Arcos Dorados Holdings Inc. told investors it will pursue steady unit growth and targeted capital spending in 2026, plans that will shape hiring, remodels and technology upgrades across its Latin America and Caribbean restaurants. The company said it expects to open 105 to 115 restaurants next year and to invest US$275 million to US$325 million in total capital expenditures.
The guidance follows a busy 2025, when Arcos Dorados opened 102 restaurants. That rollout included 64 openings in Brazil, 23 in the South Latin American Division and 15 in the North Latin American Division; 88 of the new locations were free-standing units and 73 were company-operated. The company operates more than 2,500 restaurants across 21 countries and is the largest independent McDonald’s franchisee in the region.
Arcos Dorados said 2026 capex will cover new openings, remodels and modernizations, operational optimizations, maintenance of its restaurant portfolio and investments in information technology systems. The company estimates 2025 capital expenditures came in toward the low end of its prior US$300 million to US$350 million guidance and said the 2026 program will be funded with cash from operations and cash on hand.
Luis Raganato, Arcos Dorados’ CEO, framed the plan as focused on returns and operational efficiency. He said, “Arcos Dorados (ARCO) remains committed to capturing the full potential of the McDonald’s brand in Latin America and the Caribbean. Last year, we opened 102 modern restaurants with a focus on exceeding guest expectations at each new location. This year, we will continue to pursue unit growth and the modernization of our existing restaurants with a heightened focus on optimizing our development process. Several initiatives are underway to enhance the return on our capital investments, and we look forward to providing additional detail as the year progresses.”

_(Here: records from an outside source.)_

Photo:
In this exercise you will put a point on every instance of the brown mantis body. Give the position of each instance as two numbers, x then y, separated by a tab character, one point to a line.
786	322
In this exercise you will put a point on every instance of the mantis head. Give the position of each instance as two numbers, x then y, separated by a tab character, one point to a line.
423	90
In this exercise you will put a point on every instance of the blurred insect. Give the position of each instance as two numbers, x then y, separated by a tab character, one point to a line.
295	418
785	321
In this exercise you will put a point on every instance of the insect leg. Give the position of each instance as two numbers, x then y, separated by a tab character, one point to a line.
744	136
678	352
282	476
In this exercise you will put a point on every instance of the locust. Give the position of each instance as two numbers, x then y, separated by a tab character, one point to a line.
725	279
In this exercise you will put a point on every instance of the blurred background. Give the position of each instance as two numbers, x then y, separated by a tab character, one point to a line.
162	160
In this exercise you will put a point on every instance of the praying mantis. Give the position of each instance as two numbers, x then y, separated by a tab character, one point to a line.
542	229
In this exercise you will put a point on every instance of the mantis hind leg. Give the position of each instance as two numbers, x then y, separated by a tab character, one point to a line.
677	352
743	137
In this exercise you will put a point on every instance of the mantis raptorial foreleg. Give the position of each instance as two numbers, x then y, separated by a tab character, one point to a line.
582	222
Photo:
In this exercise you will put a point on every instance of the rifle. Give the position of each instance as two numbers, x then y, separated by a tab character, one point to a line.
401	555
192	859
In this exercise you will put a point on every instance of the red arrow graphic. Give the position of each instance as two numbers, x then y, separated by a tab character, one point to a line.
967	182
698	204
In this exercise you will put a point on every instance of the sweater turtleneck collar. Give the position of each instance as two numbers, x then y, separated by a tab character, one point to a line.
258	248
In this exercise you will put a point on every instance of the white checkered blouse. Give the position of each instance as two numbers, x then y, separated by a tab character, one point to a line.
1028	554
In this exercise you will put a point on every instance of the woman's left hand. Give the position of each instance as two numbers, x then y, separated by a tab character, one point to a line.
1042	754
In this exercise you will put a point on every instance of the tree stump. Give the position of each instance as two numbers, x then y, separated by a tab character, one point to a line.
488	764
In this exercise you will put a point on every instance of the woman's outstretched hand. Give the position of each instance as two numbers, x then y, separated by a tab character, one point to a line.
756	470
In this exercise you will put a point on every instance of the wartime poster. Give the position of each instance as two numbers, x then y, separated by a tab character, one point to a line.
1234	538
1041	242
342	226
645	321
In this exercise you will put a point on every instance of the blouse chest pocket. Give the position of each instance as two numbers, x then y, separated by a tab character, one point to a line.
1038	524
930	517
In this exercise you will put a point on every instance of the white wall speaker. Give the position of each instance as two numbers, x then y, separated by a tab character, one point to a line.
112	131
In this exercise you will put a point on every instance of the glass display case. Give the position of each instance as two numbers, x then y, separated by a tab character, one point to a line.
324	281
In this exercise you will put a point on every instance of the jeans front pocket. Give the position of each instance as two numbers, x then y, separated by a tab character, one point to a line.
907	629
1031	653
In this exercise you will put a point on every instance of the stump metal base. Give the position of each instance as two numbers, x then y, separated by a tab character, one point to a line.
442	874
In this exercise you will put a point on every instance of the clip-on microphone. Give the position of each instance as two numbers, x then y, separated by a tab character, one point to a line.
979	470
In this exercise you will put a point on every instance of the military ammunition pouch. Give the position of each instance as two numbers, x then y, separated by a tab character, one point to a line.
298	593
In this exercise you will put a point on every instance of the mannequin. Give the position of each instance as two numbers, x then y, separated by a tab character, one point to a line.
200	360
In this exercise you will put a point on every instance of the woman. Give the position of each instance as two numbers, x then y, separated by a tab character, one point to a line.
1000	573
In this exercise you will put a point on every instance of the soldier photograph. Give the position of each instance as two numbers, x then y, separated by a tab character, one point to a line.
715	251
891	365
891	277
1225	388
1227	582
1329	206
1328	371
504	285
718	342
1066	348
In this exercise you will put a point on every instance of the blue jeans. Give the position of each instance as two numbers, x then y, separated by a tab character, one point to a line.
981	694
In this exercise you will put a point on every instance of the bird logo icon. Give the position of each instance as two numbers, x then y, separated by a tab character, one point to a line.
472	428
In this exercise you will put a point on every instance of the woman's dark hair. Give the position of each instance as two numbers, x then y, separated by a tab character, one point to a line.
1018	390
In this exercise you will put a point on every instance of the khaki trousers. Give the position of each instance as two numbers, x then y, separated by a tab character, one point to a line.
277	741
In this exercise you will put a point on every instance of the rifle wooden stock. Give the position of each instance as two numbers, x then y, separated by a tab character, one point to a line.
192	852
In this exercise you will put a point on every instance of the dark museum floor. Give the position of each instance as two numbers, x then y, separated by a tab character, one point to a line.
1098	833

The disclosure was filed with the Securities and Exchange Commission and includes the company’s legal signing block: “Pursuant to the requirements of the Securities Exchange Act of 1934, the registrant has duly caused this report to be signed on its behalf by the undersigned, thereunto duly authorized.” The filing is signed by Roman Ajzen, Chief Legal Officer, dated January 28, 2026.

For employees and managers, the guidance signals continued demand for crew and store-level management as new units open and existing restaurants undergo modernizations. Remodels and IT investments typically mean temporary schedule disruptions during construction, plus follow-up training for new equipment and systems. Operational optimizations and initiatives to enhance capital returns may also change workflows at both company-operated and franchised locations.
Investors have characterized the plan as measured, disciplined expansion rather than an aggressive acceleration. For workers, the near-term implications are concrete: hiring for dozens of new restaurants, capital projects that will touch many existing sites and technology rollouts that will shape daily work at the front counter and back of house. The company said it will provide additional detail as the year progresses, making store managers and employees key audiences for the next wave of scheduling and training announcements.